The key difference between data compiled by the state and the private sector is that your participation in the latter is voluntary. No-one is forcing you to share data with online service providers. You could avoid having your data tracked by not using search engines and social media sites.
But is that really an option now? Most students are on Facebook and they seem to use it to organise their entire lives. Not being on Facebook would be social suicide. Something similar is happening in the business world with LinkedIn. If you don’t have a LinkedIn profile you’re almost invisible. The only people I know without them, or who have very sparse profiles, are people who have worked for large corporations for many years. (You can always tell when they are planning to change jobs because their near-dormant accounts suddenly become very active.) Not having an online presence probably wouldn’t do you much good anyway. Any graduate without a Facebook page would be considered a bit weird. An executive without a LinkedIn profile would be thought a bit behind the times. So are our online footprints really voluntary? Or do our social and cultural expectations now effectively force us to participate?
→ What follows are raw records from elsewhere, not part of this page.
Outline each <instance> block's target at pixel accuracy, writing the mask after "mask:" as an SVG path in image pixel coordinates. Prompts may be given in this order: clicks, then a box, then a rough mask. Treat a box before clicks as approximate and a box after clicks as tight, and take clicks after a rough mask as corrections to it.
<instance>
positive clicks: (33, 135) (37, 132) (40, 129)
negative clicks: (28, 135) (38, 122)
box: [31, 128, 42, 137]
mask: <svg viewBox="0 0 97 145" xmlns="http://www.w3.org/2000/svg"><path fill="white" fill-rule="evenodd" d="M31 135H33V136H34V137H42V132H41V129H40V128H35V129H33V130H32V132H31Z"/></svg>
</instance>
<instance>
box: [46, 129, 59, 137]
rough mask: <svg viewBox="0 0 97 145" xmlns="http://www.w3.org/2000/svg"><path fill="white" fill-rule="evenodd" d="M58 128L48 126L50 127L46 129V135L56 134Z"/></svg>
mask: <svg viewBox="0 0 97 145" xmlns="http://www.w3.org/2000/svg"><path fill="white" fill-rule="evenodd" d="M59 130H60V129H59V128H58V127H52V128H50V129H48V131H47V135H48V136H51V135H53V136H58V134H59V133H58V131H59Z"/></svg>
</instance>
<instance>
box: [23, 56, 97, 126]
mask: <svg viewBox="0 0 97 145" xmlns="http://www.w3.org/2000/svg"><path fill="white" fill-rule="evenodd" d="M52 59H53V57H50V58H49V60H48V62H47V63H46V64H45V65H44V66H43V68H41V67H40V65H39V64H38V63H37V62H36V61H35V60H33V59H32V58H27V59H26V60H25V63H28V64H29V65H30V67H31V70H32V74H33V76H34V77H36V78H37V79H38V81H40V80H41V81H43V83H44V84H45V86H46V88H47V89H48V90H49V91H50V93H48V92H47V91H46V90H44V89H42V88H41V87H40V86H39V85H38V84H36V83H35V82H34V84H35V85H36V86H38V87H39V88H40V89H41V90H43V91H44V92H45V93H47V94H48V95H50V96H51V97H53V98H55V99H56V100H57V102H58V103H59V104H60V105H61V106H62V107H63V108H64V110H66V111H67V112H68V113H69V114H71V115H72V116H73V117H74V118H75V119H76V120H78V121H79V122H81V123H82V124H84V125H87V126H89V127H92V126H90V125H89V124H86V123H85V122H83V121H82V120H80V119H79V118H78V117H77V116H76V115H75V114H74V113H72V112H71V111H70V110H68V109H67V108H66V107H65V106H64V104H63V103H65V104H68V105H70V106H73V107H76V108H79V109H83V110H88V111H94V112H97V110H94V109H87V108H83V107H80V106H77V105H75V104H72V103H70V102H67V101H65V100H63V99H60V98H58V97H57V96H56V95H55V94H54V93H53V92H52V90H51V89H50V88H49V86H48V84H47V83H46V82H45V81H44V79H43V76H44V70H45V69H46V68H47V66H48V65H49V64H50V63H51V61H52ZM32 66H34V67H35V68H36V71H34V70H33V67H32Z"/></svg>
I am as worried about private sector surveillance as I am by that of the state. At least the state has some level of accountability. We are, in theory, entitled to know that we are being monitored, while we have no idea what private companies are tracking and what they are doing with the data. I also, as I have said before, have doubts about the capacity and capability of the government to create the database state of dystopian fantasy. (Though I did sign the petition against ID cards.)
Those with long memories will recall the black-listing of left-wingers by the Economic League in the 1980s, something which most of us thought was a thing of the past, but which, apparently, still goes on. It is quite possible that internet surveillance might be misused by the state. But but its use by private companies will affect the lives of a lot more people. You may never know why you didn’t get that job, or why you were turned down for a loan, or why you were refused insurance. Private companies are private. They don’t have to tell you. It may simply be that you, involuntarily, gave them the data that sunk you.
When the state plans to monitor our data all hell breaks loose yet when private companies do so, not only do we not protest, we happily collude with them. The contrast between the outrage provoked by state surveillance of the internet and the cheerful surrender of privacy to the private sector is curious. It’s also something some of us may live to regret.